Theoretical studies of molecular scale near-field electron dynamics

Importance of van der Waals interaction for organic molecule-metal junctions: adsorption of thiophene on Cu(110) as a prototype

We report ab initio calculations for the interface energetics of a weakly adsorbed organic molecule on a metal surface, which serves as a model interface relevant for organic electronics. The studied thiophene ring is found to be physisorbed on the Cu(110) surface with an adsorption energy of -0.50 eV. Nonlocal correlations, i.e., van der Waals interactions, are solely responsible for the binding in this weakly interacting system, and the choice of the proper exchange-correlation function is crucially important. The adsorption of thiophene lowers the metal work function due to the formation of surface dipoles while no sizable charge transfer is found.

Time-dependent approach to electronically excited states of molecules with the multiconfiguration time-dependent Hartree-Fock method

In this paper the authors show how the multiconfiguration time-dependent Hartree-Fock (MCTDHF) method can be used for the calculation of electronic properties of molecules associated with the population of excited states. In contrast to other methods for correlated electron dynamics, such as configuration interaction, MCTDHF does not rely on a solution of the electronic Schrodinger equation prior to the propagation. The authors apply this approach to the calculation of vertical excitation energies, transition dipole moments, and oscillator strengths for two test molecules, lithium hydride and methane.

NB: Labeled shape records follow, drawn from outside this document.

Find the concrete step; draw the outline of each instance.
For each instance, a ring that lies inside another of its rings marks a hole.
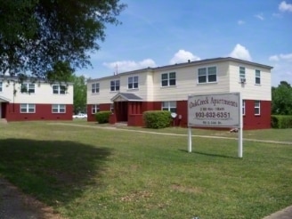
[[[6,118],[0,118],[0,124],[7,124]]]

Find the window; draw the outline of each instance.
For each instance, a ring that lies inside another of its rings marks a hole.
[[[162,110],[176,112],[176,101],[163,101],[162,102]]]
[[[256,85],[261,85],[261,71],[256,70]]]
[[[110,81],[110,91],[119,91],[119,80]]]
[[[114,104],[113,104],[113,103],[110,103],[110,110],[112,113],[114,113],[114,111],[115,111],[115,108],[114,108]]]
[[[161,74],[161,86],[174,86],[176,84],[175,72]]]
[[[100,93],[100,83],[92,84],[92,93]]]
[[[138,76],[128,77],[128,89],[138,89]]]
[[[66,105],[65,104],[53,104],[52,105],[52,112],[53,113],[65,113],[66,112]]]
[[[261,115],[261,101],[255,101],[255,115]]]
[[[95,104],[92,106],[92,114],[95,114],[100,111],[100,105]]]
[[[35,113],[36,104],[30,103],[21,103],[20,104],[20,113]]]
[[[239,67],[239,80],[241,78],[246,78],[246,68]]]
[[[35,93],[35,84],[22,84],[21,93]]]
[[[198,82],[210,83],[217,81],[216,67],[201,68],[198,69]]]
[[[53,94],[65,94],[66,86],[65,85],[53,85]]]

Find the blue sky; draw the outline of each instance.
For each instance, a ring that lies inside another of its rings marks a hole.
[[[115,72],[231,56],[272,66],[272,85],[292,85],[292,0],[120,0],[122,25],[107,25],[93,68]]]

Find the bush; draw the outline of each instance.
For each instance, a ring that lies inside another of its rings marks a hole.
[[[272,127],[292,128],[292,116],[272,115]]]
[[[95,120],[99,124],[109,123],[111,111],[100,111],[95,113]]]
[[[143,121],[148,128],[165,128],[170,126],[172,118],[170,111],[145,111],[143,112]]]

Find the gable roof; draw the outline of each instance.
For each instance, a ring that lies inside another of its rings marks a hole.
[[[101,79],[109,79],[109,78],[117,78],[119,77],[122,75],[133,75],[133,74],[139,74],[141,72],[145,72],[145,71],[151,71],[155,72],[156,70],[168,70],[168,69],[174,69],[176,68],[182,68],[182,67],[187,67],[187,66],[199,66],[199,65],[207,65],[207,64],[214,64],[215,62],[222,62],[222,61],[234,61],[241,64],[247,64],[247,65],[253,65],[257,68],[264,68],[267,69],[272,69],[272,66],[268,65],[264,65],[260,64],[257,62],[253,62],[250,61],[245,61],[245,60],[240,60],[237,58],[232,58],[232,57],[220,57],[220,58],[212,58],[212,59],[205,59],[205,60],[199,60],[199,61],[188,61],[187,62],[182,62],[182,63],[177,63],[177,64],[171,64],[171,65],[166,65],[166,66],[159,66],[159,67],[148,67],[146,69],[136,69],[136,70],[132,70],[132,71],[127,71],[127,72],[122,72],[118,73],[114,76],[108,76],[108,77],[103,77],[100,78],[94,78],[94,79],[89,79],[87,82],[94,82],[94,81],[99,81]]]
[[[131,93],[118,93],[113,98],[112,101],[142,101],[142,99]]]

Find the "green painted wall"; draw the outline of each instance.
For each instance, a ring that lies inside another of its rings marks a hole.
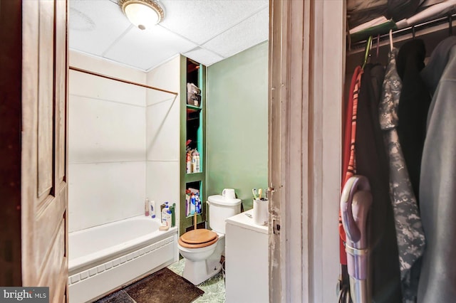
[[[207,87],[207,193],[234,188],[247,211],[267,187],[267,42],[209,66]]]

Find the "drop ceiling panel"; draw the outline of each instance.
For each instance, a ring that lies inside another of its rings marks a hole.
[[[131,26],[119,6],[108,0],[71,0],[69,15],[70,48],[95,55]]]
[[[104,57],[147,70],[196,46],[160,26],[146,31],[133,26]]]
[[[204,48],[229,57],[269,38],[269,9],[246,19],[203,45]]]
[[[160,25],[201,45],[261,9],[268,0],[162,0]]]
[[[223,59],[223,57],[212,53],[210,51],[207,51],[204,48],[197,48],[187,53],[184,53],[185,57],[188,57],[190,59],[195,60],[199,63],[203,64],[206,66],[209,66],[212,63],[219,62]]]

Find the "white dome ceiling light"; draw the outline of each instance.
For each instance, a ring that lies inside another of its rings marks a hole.
[[[150,29],[162,21],[165,13],[154,0],[120,0],[119,6],[130,22],[140,29]]]

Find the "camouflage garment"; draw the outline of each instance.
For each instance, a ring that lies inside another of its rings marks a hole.
[[[390,159],[390,195],[394,211],[403,302],[415,302],[425,240],[396,129],[399,123],[397,110],[402,88],[396,71],[397,54],[398,50],[393,48],[388,55],[389,63],[383,81],[379,115]]]

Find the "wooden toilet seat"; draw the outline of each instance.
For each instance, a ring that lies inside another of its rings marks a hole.
[[[219,239],[217,233],[204,228],[188,231],[179,238],[179,245],[187,248],[201,248],[212,245]]]

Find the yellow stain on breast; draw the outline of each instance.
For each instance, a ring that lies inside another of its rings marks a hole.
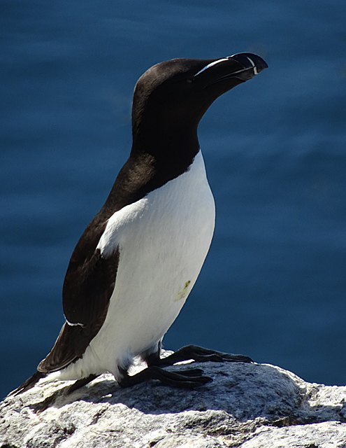
[[[187,281],[185,281],[185,284],[184,285],[184,286],[182,286],[182,288],[180,288],[180,289],[178,291],[178,294],[174,298],[174,302],[178,302],[178,300],[181,300],[189,294],[188,288],[190,283],[191,283],[191,280],[188,280]]]

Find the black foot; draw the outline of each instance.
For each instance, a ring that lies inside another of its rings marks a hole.
[[[94,375],[92,374],[89,375],[89,377],[87,377],[87,378],[82,378],[82,379],[78,379],[67,389],[66,395],[70,395],[70,393],[72,393],[72,392],[74,392],[74,391],[79,389],[80,387],[82,387],[83,386],[85,386],[85,384],[87,384],[93,379],[95,379],[95,378],[97,378],[98,376],[99,375]]]
[[[244,355],[231,355],[229,353],[222,353],[215,350],[203,349],[196,345],[187,345],[186,347],[179,349],[166,358],[152,357],[148,360],[149,365],[157,365],[166,367],[173,365],[175,363],[187,361],[190,359],[198,363],[205,363],[206,361],[214,361],[215,363],[253,363],[254,361],[249,356]]]
[[[124,372],[124,378],[119,382],[119,384],[124,388],[143,383],[148,379],[159,379],[161,383],[168,386],[192,389],[212,381],[209,377],[202,376],[202,373],[203,371],[200,369],[181,370],[179,373],[168,372],[153,365],[131,377]]]

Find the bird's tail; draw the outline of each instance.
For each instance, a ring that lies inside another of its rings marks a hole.
[[[46,377],[48,374],[43,373],[42,372],[36,372],[32,377],[28,378],[27,381],[24,381],[22,384],[21,384],[16,389],[10,392],[8,395],[19,395],[22,392],[25,392],[26,391],[29,391],[31,387],[34,387],[35,384],[41,379]]]

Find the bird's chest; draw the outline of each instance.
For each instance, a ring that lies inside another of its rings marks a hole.
[[[131,337],[139,335],[131,347],[136,351],[171,325],[209,249],[215,205],[201,155],[188,172],[120,211],[105,232],[105,253],[110,244],[120,251],[105,323],[129,330]]]

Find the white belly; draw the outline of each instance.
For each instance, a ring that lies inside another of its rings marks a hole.
[[[188,172],[110,218],[98,247],[105,257],[119,247],[120,256],[107,317],[62,379],[105,371],[119,378],[118,365],[157,344],[197,279],[214,225],[201,151]]]

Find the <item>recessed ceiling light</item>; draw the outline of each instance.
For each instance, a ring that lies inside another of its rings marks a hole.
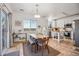
[[[24,9],[19,9],[20,11],[24,12]]]

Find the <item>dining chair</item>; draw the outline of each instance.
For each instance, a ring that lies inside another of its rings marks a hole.
[[[31,44],[31,51],[36,53],[37,52],[37,41],[32,36],[30,36],[30,44]]]
[[[38,39],[38,48],[40,47],[40,50],[42,51],[42,55],[43,55],[44,49],[47,49],[48,54],[49,54],[48,43],[49,43],[49,37],[44,37],[43,39],[41,39],[41,38]]]

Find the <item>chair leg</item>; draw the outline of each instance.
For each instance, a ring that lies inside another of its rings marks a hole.
[[[43,56],[43,51],[44,51],[44,48],[43,48],[43,47],[41,47],[41,49],[42,49],[42,56]]]

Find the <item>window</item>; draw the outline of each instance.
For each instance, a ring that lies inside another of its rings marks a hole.
[[[23,24],[24,24],[24,28],[26,29],[37,28],[37,20],[32,20],[32,19],[24,20]]]

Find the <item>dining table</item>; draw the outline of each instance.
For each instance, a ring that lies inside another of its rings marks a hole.
[[[30,36],[29,42],[31,44],[33,44],[35,42],[37,46],[38,46],[38,41],[45,42],[46,39],[44,39],[44,38],[48,37],[48,35],[43,35],[43,34],[29,34],[29,36]],[[37,51],[37,50],[38,50],[38,48],[35,51]]]

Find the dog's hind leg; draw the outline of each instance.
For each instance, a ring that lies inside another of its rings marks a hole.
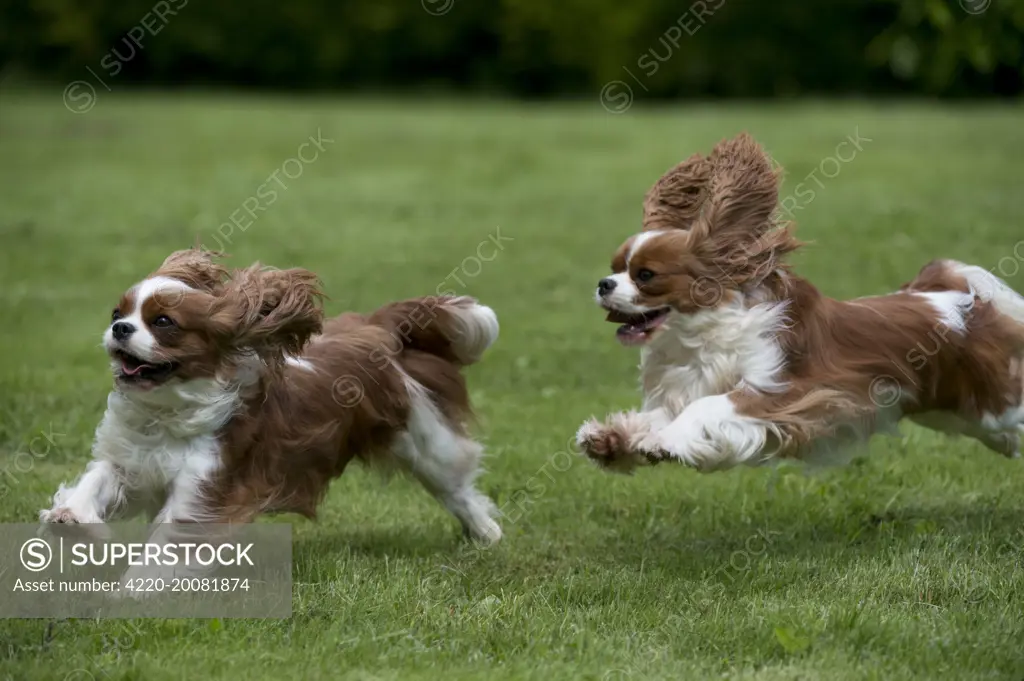
[[[395,442],[395,458],[459,519],[466,535],[486,544],[498,542],[498,510],[474,485],[483,446],[453,427],[426,388],[411,378],[406,387],[409,424]]]

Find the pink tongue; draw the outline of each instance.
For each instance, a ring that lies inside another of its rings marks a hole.
[[[137,365],[135,367],[129,368],[126,363],[124,361],[121,363],[121,371],[123,371],[127,376],[134,376],[135,374],[139,373],[146,367],[150,367],[150,365]]]

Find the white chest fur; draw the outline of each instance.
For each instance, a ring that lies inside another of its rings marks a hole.
[[[737,300],[695,314],[673,312],[641,354],[644,411],[660,408],[674,418],[700,397],[784,388],[776,339],[784,323],[780,303],[745,307]]]
[[[216,433],[240,403],[236,391],[214,381],[159,393],[112,392],[96,429],[93,457],[115,464],[130,488],[158,491],[182,475],[209,474],[220,460]]]

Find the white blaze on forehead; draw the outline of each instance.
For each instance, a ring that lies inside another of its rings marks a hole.
[[[641,231],[637,235],[636,239],[633,240],[633,245],[630,247],[630,252],[626,256],[627,266],[629,266],[630,260],[633,259],[633,256],[636,255],[641,246],[649,242],[654,237],[660,237],[664,233],[666,233],[664,229],[652,229],[651,231]]]
[[[103,334],[103,343],[109,348],[124,347],[124,349],[140,359],[157,360],[157,352],[155,351],[157,339],[154,338],[145,321],[142,318],[142,306],[146,300],[157,294],[177,293],[183,295],[187,291],[193,291],[193,288],[184,282],[179,282],[170,276],[153,276],[136,284],[132,287],[132,291],[134,292],[132,308],[121,310],[122,316],[118,322],[130,324],[135,328],[134,333],[128,339],[127,344],[122,346],[114,340],[114,332],[112,331],[114,324],[112,324],[108,327],[106,333]],[[175,295],[170,296],[172,304],[174,300],[180,300],[180,298]]]
[[[141,314],[142,303],[158,293],[184,293],[185,291],[193,290],[193,288],[184,282],[171,279],[170,276],[154,276],[152,279],[142,280],[136,284],[133,289],[135,290],[135,307],[130,312],[132,315]],[[171,299],[173,300],[174,296],[172,296]],[[129,310],[121,310],[121,312],[125,315],[129,314]]]
[[[626,266],[627,271],[618,272],[617,274],[612,274],[607,279],[615,283],[614,290],[608,295],[601,297],[600,292],[595,295],[597,297],[597,302],[603,305],[610,305],[616,309],[620,309],[628,313],[639,313],[639,312],[649,312],[652,307],[647,307],[645,305],[636,304],[637,296],[640,295],[640,290],[637,288],[636,284],[633,283],[633,279],[630,276],[629,264],[633,256],[636,255],[640,248],[655,237],[660,237],[666,232],[664,229],[652,229],[651,231],[641,231],[639,235],[633,238],[633,243],[630,244],[630,252],[626,254]]]

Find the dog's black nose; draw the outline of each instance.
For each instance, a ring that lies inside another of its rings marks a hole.
[[[599,296],[606,296],[615,290],[615,280],[605,276],[600,282],[597,283],[597,294]]]
[[[135,333],[135,327],[127,322],[115,322],[114,326],[111,327],[111,333],[114,334],[115,340],[123,341]]]

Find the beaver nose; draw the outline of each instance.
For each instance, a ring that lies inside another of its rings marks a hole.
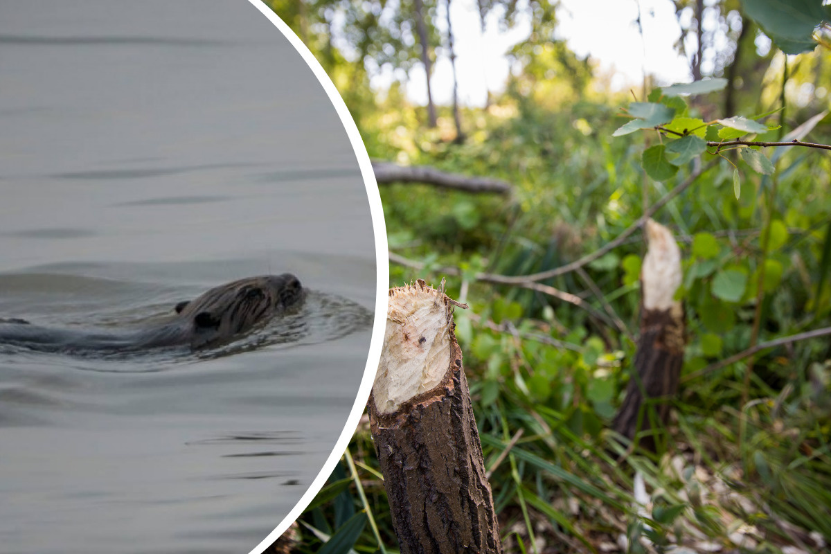
[[[291,273],[283,273],[279,278],[283,282],[283,287],[286,288],[293,290],[302,288],[300,280]]]

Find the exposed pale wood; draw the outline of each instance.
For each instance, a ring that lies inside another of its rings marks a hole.
[[[666,227],[647,222],[649,248],[641,270],[641,336],[626,398],[614,429],[654,450],[652,423],[666,425],[684,363],[684,308],[675,300],[681,283],[681,251]]]
[[[390,291],[369,414],[403,554],[502,552],[454,334],[456,306],[423,281]]]

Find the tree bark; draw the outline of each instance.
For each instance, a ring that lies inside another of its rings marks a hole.
[[[453,120],[456,124],[456,143],[465,142],[462,131],[462,117],[459,113],[459,81],[456,77],[456,52],[453,48],[453,26],[450,24],[450,0],[447,0],[447,47],[450,53],[450,67],[453,68]]]
[[[701,57],[704,56],[704,0],[696,0],[696,56],[692,60],[692,80],[701,80]]]
[[[402,554],[502,552],[455,306],[420,280],[390,291],[369,414]]]
[[[427,26],[424,22],[424,2],[415,0],[416,6],[416,29],[418,32],[419,42],[421,43],[421,63],[424,64],[425,75],[427,77],[427,120],[430,127],[435,127],[435,105],[433,104],[433,93],[430,89],[430,40],[427,38]]]
[[[681,282],[678,245],[669,229],[652,219],[647,222],[647,235],[649,248],[641,270],[643,297],[635,371],[613,428],[654,451],[655,427],[669,422],[670,401],[678,391],[685,324],[683,306],[674,300]]]
[[[509,183],[487,177],[467,177],[447,173],[435,168],[420,165],[397,165],[389,162],[372,162],[372,170],[378,184],[390,183],[422,183],[445,189],[456,189],[469,193],[497,193],[510,194]]]
[[[733,61],[730,61],[726,71],[727,86],[725,87],[725,117],[732,117],[730,114],[735,112],[735,78],[738,76],[739,64],[741,63],[741,51],[745,47],[745,38],[749,37],[748,30],[750,28],[750,19],[745,16],[741,17],[741,31],[739,32],[739,37],[735,39],[735,53],[733,54]]]

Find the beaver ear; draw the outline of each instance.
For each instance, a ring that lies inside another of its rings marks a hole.
[[[216,317],[209,311],[200,311],[194,317],[194,323],[196,324],[196,326],[204,329],[216,329],[219,326],[219,317]]]

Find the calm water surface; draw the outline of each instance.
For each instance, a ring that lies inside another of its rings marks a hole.
[[[353,404],[374,248],[334,109],[246,0],[0,2],[0,317],[129,328],[241,277],[309,290],[198,355],[0,345],[0,552],[253,548]]]

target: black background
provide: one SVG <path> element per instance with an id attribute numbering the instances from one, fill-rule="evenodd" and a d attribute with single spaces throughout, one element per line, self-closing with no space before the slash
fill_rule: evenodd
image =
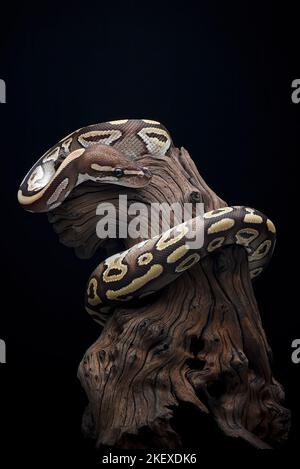
<path id="1" fill-rule="evenodd" d="M 76 128 L 143 117 L 166 125 L 228 204 L 254 206 L 277 226 L 273 261 L 255 293 L 274 374 L 292 410 L 285 450 L 296 447 L 300 103 L 291 101 L 291 83 L 300 78 L 299 15 L 284 5 L 43 2 L 12 4 L 1 16 L 0 338 L 7 364 L 0 365 L 0 410 L 6 441 L 16 449 L 22 443 L 24 459 L 37 448 L 57 458 L 59 451 L 69 459 L 90 454 L 80 433 L 86 399 L 76 372 L 99 331 L 83 308 L 97 258 L 77 259 L 45 215 L 23 212 L 18 185 Z M 194 438 L 207 449 L 209 438 Z"/>

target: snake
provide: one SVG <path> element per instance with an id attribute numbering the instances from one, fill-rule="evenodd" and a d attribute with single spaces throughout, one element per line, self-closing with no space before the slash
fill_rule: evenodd
<path id="1" fill-rule="evenodd" d="M 122 119 L 80 128 L 39 158 L 21 182 L 18 201 L 27 211 L 49 212 L 85 181 L 139 190 L 151 184 L 152 174 L 138 159 L 170 158 L 173 148 L 168 130 L 154 120 Z M 152 295 L 225 246 L 246 250 L 251 279 L 263 272 L 276 242 L 275 226 L 266 215 L 251 207 L 225 206 L 205 212 L 199 224 L 198 217 L 102 261 L 85 292 L 91 317 L 104 325 L 122 302 Z M 203 243 L 195 248 L 189 240 L 199 226 Z"/>

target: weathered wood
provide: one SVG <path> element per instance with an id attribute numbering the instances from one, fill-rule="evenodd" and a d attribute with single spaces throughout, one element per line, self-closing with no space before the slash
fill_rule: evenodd
<path id="1" fill-rule="evenodd" d="M 144 190 L 129 191 L 131 201 L 203 201 L 206 211 L 226 205 L 184 149 L 167 161 L 145 157 L 143 165 L 154 177 Z M 79 187 L 50 217 L 61 240 L 81 257 L 91 256 L 101 244 L 97 204 L 105 199 L 117 205 L 125 192 Z M 244 249 L 216 251 L 147 301 L 116 310 L 79 365 L 89 400 L 86 436 L 97 447 L 179 448 L 172 417 L 189 403 L 226 435 L 256 448 L 283 441 L 289 412 L 271 372 Z"/>

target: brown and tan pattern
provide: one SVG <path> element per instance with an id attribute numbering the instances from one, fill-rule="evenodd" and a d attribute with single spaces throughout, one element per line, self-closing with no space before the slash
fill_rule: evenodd
<path id="1" fill-rule="evenodd" d="M 118 120 L 82 128 L 40 158 L 21 184 L 19 201 L 31 211 L 51 211 L 86 181 L 142 188 L 151 173 L 126 157 L 126 152 L 130 150 L 134 158 L 146 154 L 167 158 L 171 145 L 168 131 L 156 121 Z M 102 262 L 88 282 L 89 314 L 104 323 L 108 306 L 160 290 L 206 255 L 228 245 L 247 249 L 253 278 L 263 271 L 275 244 L 275 227 L 263 214 L 248 207 L 223 207 L 206 212 L 198 228 L 196 222 L 176 225 Z M 203 230 L 204 243 L 195 250 L 188 240 L 197 229 Z"/>

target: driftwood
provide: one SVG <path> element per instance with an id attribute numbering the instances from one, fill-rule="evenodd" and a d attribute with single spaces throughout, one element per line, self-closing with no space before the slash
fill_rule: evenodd
<path id="1" fill-rule="evenodd" d="M 183 148 L 167 161 L 144 157 L 143 165 L 154 174 L 143 190 L 78 187 L 50 216 L 61 241 L 83 258 L 101 245 L 109 253 L 123 249 L 95 234 L 97 204 L 117 205 L 120 193 L 144 203 L 203 202 L 205 211 L 226 205 Z M 220 249 L 147 302 L 124 303 L 106 323 L 79 365 L 89 400 L 84 433 L 97 447 L 180 448 L 186 429 L 175 429 L 174 416 L 188 405 L 225 435 L 270 448 L 289 429 L 270 359 L 246 253 L 238 246 Z M 198 447 L 205 422 L 197 426 Z"/>

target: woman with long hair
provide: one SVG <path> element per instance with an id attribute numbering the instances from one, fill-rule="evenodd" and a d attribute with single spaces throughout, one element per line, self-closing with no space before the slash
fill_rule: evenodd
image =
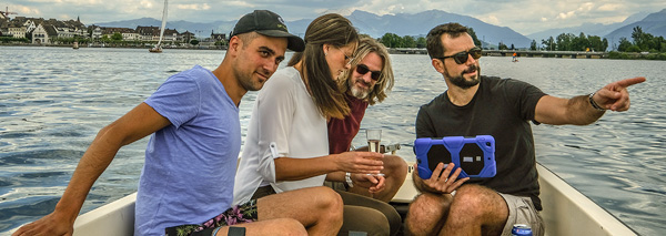
<path id="1" fill-rule="evenodd" d="M 234 203 L 322 186 L 324 179 L 345 182 L 345 172 L 379 174 L 383 168 L 379 153 L 329 155 L 326 120 L 349 113 L 336 79 L 350 69 L 359 44 L 356 30 L 344 17 L 330 13 L 310 23 L 304 40 L 305 50 L 293 54 L 287 66 L 275 72 L 256 96 L 235 178 Z M 359 184 L 383 188 L 383 176 L 366 176 Z M 375 212 L 369 216 L 383 217 Z"/>

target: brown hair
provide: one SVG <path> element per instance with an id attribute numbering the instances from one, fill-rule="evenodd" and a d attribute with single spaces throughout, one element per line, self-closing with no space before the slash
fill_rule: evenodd
<path id="1" fill-rule="evenodd" d="M 386 50 L 386 47 L 370 37 L 361 38 L 359 42 L 359 49 L 355 53 L 356 55 L 354 60 L 352 60 L 352 68 L 356 68 L 363 58 L 372 52 L 377 53 L 377 55 L 382 58 L 382 74 L 375 83 L 375 86 L 372 89 L 372 91 L 370 91 L 367 98 L 365 99 L 365 101 L 367 101 L 371 105 L 375 104 L 376 102 L 384 101 L 384 99 L 386 99 L 386 92 L 391 91 L 394 84 L 391 57 Z M 350 89 L 347 80 L 352 76 L 353 71 L 354 70 L 347 70 L 345 73 L 341 74 L 343 80 L 340 80 L 339 84 L 343 93 Z"/>
<path id="2" fill-rule="evenodd" d="M 344 94 L 337 88 L 326 63 L 323 44 L 344 47 L 359 41 L 359 33 L 346 18 L 329 13 L 312 21 L 305 30 L 305 50 L 292 55 L 287 65 L 303 61 L 302 75 L 320 113 L 325 117 L 344 119 L 350 113 Z"/>
<path id="3" fill-rule="evenodd" d="M 455 22 L 440 24 L 433 28 L 426 37 L 426 49 L 431 59 L 444 57 L 446 50 L 442 45 L 442 34 L 445 33 L 451 35 L 451 38 L 458 38 L 461 34 L 467 33 L 467 28 Z"/>

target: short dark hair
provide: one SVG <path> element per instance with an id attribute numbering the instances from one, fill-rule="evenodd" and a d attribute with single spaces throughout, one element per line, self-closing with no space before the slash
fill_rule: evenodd
<path id="1" fill-rule="evenodd" d="M 442 35 L 448 34 L 451 38 L 458 38 L 463 33 L 467 33 L 467 28 L 460 23 L 451 22 L 440 24 L 433 28 L 426 37 L 427 54 L 431 59 L 444 57 L 444 45 L 442 45 Z"/>

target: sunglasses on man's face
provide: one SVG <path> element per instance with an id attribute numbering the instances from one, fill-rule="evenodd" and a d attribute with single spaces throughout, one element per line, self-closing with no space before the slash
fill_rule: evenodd
<path id="1" fill-rule="evenodd" d="M 444 60 L 447 58 L 453 58 L 453 60 L 455 61 L 455 63 L 457 64 L 464 64 L 465 62 L 467 62 L 467 60 L 470 60 L 470 55 L 472 55 L 472 58 L 474 60 L 477 60 L 481 58 L 481 48 L 478 47 L 474 47 L 472 49 L 470 49 L 470 51 L 463 51 L 463 52 L 458 52 L 455 53 L 453 55 L 446 55 L 446 57 L 442 57 L 438 58 L 440 60 Z"/>
<path id="2" fill-rule="evenodd" d="M 356 72 L 361 75 L 364 75 L 367 72 L 371 72 L 370 78 L 374 81 L 380 80 L 380 75 L 382 75 L 381 71 L 371 71 L 370 68 L 367 68 L 367 65 L 364 65 L 364 64 L 356 65 Z"/>

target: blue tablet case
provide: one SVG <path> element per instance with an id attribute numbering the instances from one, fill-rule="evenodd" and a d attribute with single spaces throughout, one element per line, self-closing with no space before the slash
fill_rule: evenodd
<path id="1" fill-rule="evenodd" d="M 428 179 L 441 162 L 462 167 L 458 178 L 493 177 L 497 173 L 495 138 L 491 135 L 416 138 L 414 154 L 423 179 Z"/>

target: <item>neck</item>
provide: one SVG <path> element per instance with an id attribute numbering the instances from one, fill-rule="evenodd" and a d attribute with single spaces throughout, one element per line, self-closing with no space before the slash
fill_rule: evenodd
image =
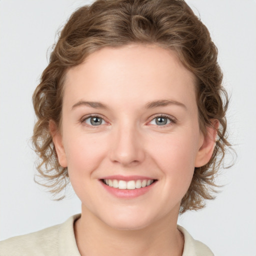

Properties of phase-coherent energy shuttling on the nanoscale

Recently, the possibility of transporting electromagnetic energy as local-plasmon-polariton waves along arrays of silver nanoparticles was demonstrated experimentally [S. A. Maier et al., Nat. Mater. 2, 229 (2003)]. It was shown that dipole coupling facilitates phase-coherent excitation waves, which propagate while competing against decoherence effects occurring within each dot. In this article the authors study the ideal coherent shuttling in such a system, leaving decoherence for future investigation. In the weak field limit, the waves obey a Schrodinger equation, to be solved using either time-dependent wave-packet or energy resolved scattering techniques. The authors study some dynamical characteristics of these waves, emphasizing intuition and insight. Scattering from barriers, longitudinal-transverse coupling and acceleration methods are studied in detail. The authors also discuss briefly two-dimensional arrays and a simple decoherence model.